Wie schnell sich das ändern kann, haben wir in den letzten neun Jahren in der Ukraine erlebt, und damit nähern wir uns langsam dem zentralen Punkt dieser Kritik.

Doch halten wir zunächst einmal fest: Dugin fordert nicht die Einführung von Zensur und Repression, im Gegenteil, er hält fest, dass es sie bereits gibt. Nur richten sie sich aus seiner Sicht gegen die Falschen, nämlich wie im Westen gegen Linke und Rechte. Und das möchte der Philosoph geändert wissen, was für die von ihm gemeinten Linken und Rechten ein mehr an Freiheit wäre, nicht ein weniger.

Stattdessen soll der russische Staat die nicht näher definierten "Liberalen" ins Visier nehmen. Die treffende Headline des Artikels wäre daher: "Russland braucht weniger Zensur und Repression gegen Linke und Rechte, dafür endlich mal welche gegen die Liberalen".  

Diese Forderung ist und bleibt jedoch reine Phantasie. Dugin spricht zu einem abstrakten Staat, der über der Gesellschaft und der Wirtschaft schwebt und völlig losgelöst von ihnen Entscheidungen trifft. Ein Modell, das so nur in der Phantasie eines Idealisten existiert und in der Realität nicht existieren kann. Natürlich ist die Realität nicht so geradlinig, wie die marxistische Formel "Der Staat ist ein Instrument der herrschenden Klasse" sie beschreiben will. Sie ist komplexer als das, sonst wäre politischer Kampf gar nicht möglich, auch Revolutionen übrigens nicht. Doch die marxistisch-materialistische Formel ist um Lichtjahre näher an der Realität als Dugins "Der Staat hat eine Idee zur Grundlage", die man wohl nur auszutauschen bräuchte, damit das Paradies der Bruderliebe und christlicher Wohltaten ausbricht.

Umgekehrt wird ein Schuh draus: der Staat bekommt stets die Ideologie der herrschenden Klasse verpasst. Das Kapital hat zwei Ideologien, mit denen es gut zurecht kommt: den Liberalismus und den Faschismus, beide sind verbundene Gefäße und werden von ihm je nach Bedarf im Wechsel eingesetzt. Zum Feind hat die Oligarchie nur eine Ideologie, der Leser kann selbst errechnen welche, wenn es laut Dugin nur drei nennenswerte gibt. 

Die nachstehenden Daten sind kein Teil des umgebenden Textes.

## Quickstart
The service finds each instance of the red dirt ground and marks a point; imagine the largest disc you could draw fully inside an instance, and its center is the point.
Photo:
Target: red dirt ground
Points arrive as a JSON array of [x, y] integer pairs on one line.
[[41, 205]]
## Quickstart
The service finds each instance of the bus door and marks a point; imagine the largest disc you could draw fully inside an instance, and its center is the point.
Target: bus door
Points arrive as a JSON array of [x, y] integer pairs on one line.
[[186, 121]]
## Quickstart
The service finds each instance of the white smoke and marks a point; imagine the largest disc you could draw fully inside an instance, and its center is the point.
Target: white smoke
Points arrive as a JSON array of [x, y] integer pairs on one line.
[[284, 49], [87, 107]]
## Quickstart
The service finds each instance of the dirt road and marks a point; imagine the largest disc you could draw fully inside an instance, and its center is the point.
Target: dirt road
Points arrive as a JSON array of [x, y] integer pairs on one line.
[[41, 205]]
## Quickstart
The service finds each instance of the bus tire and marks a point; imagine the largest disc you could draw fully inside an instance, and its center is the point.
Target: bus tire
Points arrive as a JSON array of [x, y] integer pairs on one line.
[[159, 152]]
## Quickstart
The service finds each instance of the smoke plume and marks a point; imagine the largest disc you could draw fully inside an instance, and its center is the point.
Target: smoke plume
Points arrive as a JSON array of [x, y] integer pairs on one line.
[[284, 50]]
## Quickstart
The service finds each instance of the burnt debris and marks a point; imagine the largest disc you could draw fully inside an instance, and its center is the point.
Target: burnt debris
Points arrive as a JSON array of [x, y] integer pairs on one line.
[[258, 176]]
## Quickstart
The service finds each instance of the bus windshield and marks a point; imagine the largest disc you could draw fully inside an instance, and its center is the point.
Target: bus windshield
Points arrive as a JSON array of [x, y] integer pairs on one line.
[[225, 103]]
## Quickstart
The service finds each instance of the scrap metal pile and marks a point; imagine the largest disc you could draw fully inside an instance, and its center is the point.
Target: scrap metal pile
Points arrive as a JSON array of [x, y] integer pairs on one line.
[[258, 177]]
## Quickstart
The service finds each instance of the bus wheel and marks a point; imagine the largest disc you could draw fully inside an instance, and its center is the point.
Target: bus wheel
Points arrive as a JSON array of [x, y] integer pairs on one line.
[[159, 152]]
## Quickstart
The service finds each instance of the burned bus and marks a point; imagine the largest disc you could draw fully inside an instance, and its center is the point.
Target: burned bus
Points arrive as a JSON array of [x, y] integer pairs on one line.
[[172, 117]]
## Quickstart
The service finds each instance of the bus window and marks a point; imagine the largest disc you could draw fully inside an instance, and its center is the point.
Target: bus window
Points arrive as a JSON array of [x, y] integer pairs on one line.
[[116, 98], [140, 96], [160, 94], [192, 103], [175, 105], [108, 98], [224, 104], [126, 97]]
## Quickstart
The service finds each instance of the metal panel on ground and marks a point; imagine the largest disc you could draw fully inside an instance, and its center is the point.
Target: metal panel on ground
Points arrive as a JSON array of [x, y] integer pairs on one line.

Russlands Glück, warum es noch nicht wie die Ukraine in eine faschistische Diktatur der Oligarchie abgeglitten ist, die alles Sowjetische abreißt und Kommunisten tötet, besteht darin, dass große Teile der in der Amtszeit von Wladimir Putin neu entstandenen "nationalen" Bourgeoisie ebenso wie das russische Proletariat und das russische Bauerntum ein existenzielles Interesse am Überleben Russlands haben. Und an seiner Befreiung aus der Knechtschaft als Halbkolonie des Westens. Aus unterschiedlichen Gründen zwar, aber sie alle - Unternehmer, Angestellte, Arbeiter, Farmer und Landarbeiter, Berufssoldaten und Staatsbedienstete - wollen, dass Russland lebt. Sie mögen unterschiedliche Vorstellungen über die Zukunft des Landes haben und es gibt unüberbrückbare Widersprüche zwischen ihnen, aber in dieser Phase des nationalen Befreiungskampfes gegen den imperialistischen Westen sind sie Weggefährten. 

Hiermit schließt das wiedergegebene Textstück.